Los químicos del fracking bajo la lupa

La Agencia de Protección Ambiental de los Estados Unidos (EPA, por sus siglas en inglés), acaba de publicar el resultado de un extenso relevamiento sobre uno de los temas más espinosos para quienes cuestionan la técnica de estimulación hidráulica (fracking): el fluido de fractura.

 

La Agencia de Protección Ambiental de los Estados Unidos (EPA, por sus siglas en inglés), acaba de publicar el resultado de un extenso relevamiento sobre uno de los temas más espinosos para quienes cuestionan la técnica de estimulación hidráulica (fracking): el fluido de fractura.

Esta técnica, que se desarrolló a fines de los años 40 del siglo pasado y se aplica regularmente en la Argentina desde 1959,  se utiliza tanto para mejorar la permeabilidad de los pozos convencionales de hidrocarburos, como para obtener gas y petróleo de las formaciones “no convencionales, como es el caso de Vaca Muerta, en el sur del país. Consiste en inyectar un fluido a alta presión, formado básicamente por agua (más del 90%), algo de arena y una serie de aditivos químicos en bajísimas proporciones (menos del 1% del fluido).

El gran cuestionamiento acerca del fluido es, precisamente, esa pequeña porción de aditivos químicos. Muchas personas que se manifiestan en contra del fracking, divulgan información distorsionada, con datos erróneos, como por ejemplo que en el fluido se emplean más de 600 aditivos químicos secretos, muchos de ellos cancerígenos o nocivos para la vida, que contaminan las napas de agua dulce.

La industria lo ha negado desde siempre, explicando que los químicos no son secretos –en la Argentina, por ejemplo, deben ser declarados ante las autoridades de aplicación- y que no se usan más de 15. Además, que se trata de químicos conocidos –la mayoría presente en los hogares-, y que se manejan sin entrar en contacto con el medio ambiente.

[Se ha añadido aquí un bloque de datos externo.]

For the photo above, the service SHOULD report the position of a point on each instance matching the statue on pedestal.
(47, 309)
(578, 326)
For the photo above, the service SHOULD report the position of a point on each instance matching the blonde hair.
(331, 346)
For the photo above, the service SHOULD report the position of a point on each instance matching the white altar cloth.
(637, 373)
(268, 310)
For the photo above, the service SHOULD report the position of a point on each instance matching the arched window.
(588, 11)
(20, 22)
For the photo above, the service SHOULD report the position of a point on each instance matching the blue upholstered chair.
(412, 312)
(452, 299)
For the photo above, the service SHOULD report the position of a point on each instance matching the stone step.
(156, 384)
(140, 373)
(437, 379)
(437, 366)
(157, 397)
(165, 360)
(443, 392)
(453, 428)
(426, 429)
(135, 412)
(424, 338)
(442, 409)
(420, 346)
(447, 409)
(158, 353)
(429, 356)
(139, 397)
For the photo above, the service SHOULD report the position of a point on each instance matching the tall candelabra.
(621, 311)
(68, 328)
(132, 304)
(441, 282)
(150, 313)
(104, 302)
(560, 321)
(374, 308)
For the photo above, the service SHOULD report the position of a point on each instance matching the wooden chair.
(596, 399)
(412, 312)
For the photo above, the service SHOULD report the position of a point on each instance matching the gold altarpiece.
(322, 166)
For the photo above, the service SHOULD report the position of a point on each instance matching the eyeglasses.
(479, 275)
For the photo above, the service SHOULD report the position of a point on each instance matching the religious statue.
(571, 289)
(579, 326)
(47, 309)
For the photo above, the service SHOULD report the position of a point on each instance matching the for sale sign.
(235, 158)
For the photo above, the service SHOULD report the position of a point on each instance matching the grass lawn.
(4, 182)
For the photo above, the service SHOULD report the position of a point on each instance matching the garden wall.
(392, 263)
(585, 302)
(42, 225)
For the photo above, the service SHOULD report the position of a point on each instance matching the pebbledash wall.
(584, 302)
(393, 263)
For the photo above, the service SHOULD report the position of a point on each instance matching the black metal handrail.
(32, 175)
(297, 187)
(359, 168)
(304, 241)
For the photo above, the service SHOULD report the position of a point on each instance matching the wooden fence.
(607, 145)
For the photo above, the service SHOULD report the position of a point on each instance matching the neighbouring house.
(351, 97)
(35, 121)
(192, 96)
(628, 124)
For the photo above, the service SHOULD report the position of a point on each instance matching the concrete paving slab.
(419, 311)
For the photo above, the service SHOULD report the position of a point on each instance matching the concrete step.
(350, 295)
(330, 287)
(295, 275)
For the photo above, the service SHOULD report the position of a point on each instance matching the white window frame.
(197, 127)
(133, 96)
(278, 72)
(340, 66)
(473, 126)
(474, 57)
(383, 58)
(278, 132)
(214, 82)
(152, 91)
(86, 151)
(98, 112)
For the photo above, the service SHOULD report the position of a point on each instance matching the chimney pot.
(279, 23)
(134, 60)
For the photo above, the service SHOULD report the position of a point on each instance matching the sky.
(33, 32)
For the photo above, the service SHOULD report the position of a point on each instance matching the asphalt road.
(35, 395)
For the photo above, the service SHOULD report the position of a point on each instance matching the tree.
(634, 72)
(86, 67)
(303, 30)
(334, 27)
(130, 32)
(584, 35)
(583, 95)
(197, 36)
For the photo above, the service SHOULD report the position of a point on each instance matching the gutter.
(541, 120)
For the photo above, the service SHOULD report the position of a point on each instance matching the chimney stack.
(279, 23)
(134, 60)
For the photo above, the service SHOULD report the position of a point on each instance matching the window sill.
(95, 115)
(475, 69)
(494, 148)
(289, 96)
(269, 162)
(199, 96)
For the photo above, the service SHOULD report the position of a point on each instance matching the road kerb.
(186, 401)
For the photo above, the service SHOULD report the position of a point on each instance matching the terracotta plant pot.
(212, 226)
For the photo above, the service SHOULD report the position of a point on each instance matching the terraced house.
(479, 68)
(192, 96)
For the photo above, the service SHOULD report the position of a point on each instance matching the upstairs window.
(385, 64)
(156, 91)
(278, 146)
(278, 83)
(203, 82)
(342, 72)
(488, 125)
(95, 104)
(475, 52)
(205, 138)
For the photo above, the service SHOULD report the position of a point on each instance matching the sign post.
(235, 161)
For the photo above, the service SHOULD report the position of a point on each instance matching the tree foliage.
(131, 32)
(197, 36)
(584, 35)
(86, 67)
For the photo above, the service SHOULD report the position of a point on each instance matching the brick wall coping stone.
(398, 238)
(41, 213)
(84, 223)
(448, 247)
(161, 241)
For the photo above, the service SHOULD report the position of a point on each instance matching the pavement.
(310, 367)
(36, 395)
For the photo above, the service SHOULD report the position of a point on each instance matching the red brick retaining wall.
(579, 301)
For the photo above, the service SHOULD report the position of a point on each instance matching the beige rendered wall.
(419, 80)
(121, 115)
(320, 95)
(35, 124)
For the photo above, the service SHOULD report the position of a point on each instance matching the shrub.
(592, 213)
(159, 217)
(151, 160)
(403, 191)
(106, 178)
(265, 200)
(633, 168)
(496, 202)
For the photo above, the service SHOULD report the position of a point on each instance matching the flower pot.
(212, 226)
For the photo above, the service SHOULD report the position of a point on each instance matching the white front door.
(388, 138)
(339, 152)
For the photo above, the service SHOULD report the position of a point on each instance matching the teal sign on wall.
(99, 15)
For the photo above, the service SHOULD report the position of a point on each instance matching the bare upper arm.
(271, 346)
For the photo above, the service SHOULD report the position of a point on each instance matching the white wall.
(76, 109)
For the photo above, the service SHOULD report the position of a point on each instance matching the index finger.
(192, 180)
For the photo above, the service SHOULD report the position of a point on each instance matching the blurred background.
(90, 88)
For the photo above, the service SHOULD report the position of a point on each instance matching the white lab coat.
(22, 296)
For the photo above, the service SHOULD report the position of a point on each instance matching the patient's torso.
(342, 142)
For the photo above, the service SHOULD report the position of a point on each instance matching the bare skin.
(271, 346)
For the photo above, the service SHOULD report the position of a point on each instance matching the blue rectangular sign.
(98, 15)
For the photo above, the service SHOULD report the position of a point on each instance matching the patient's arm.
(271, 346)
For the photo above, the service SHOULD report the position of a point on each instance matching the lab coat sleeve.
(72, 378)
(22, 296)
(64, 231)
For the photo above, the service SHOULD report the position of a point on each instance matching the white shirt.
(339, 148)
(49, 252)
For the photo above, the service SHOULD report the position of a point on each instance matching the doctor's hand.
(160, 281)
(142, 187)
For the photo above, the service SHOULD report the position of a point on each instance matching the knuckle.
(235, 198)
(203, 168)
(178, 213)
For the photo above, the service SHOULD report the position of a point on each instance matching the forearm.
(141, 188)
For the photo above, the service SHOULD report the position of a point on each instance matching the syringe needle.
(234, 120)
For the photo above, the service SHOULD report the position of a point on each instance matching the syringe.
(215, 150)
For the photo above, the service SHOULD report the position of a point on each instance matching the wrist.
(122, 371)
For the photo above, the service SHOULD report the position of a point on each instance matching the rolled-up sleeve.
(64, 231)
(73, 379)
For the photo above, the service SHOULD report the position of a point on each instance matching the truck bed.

Por eso es que para echar más luz sobre el tema, la EPA decidió relevar los fluidos de fractura utilizados en 38.000 pozos, en Estados Unidos, perforados por 428 operadores en 20 Estados, y las siguientes son algunos de las conclusiones destacadas:

 
  • Para cada trabajo de fracking se usan, en promedio, unos 14 aditivos químicos.
  • La concentración máxima en el fluido de fractura para todos los ingredientes fue de menos de 1%, en el 80% de los casos. La concentración máxima promedio, del 0,43%.
  • Los aditivos químicos más utilizados en la fractura hidráulica resultaron ser el metanol, el ácido clorhídrico y destilados de petróleo ligero, tratados con hidrógeno.
  • El metanol es conocido por la población como “alcohol de quemar”. En las operaciones de fractura hidráulica, protege contra la congelación y la corrosión en el pozo. Por supuesto que es utilizado por un sinnúmero de industrias y en los hogares, además de ser utiliado como “alcohol de quemar”, aparece en líquidos limpiadores de vidrios, pinturas y adhesivos, entre muchas otras aplicaciones.
  • Los destilados de petróleo ligero tratados con hidrógeno minimizan la fricción durante las operaciones. Estos productos se pueden encontrar en los removedores de maquillaje, laxantes e, incluso, en golosinas como los caramelos.
  • El ácido clorhídrico, finalmente, es útil en las operaciones para ayudar a disolver los minerales e iniciar las fisuras en la roca. Su utilidad más común es como reguador del PH en las piletas de natación.

Recientemente, por ejemplo, investigadores de la Universidad de Boulder (Colorado) concluyeron que “los surfactantes encontrados en muestras de fluido de fractura tomadas en cinco Estados no eran más tóxicos que las sustancias que se encuentran comúnmente en los hogares.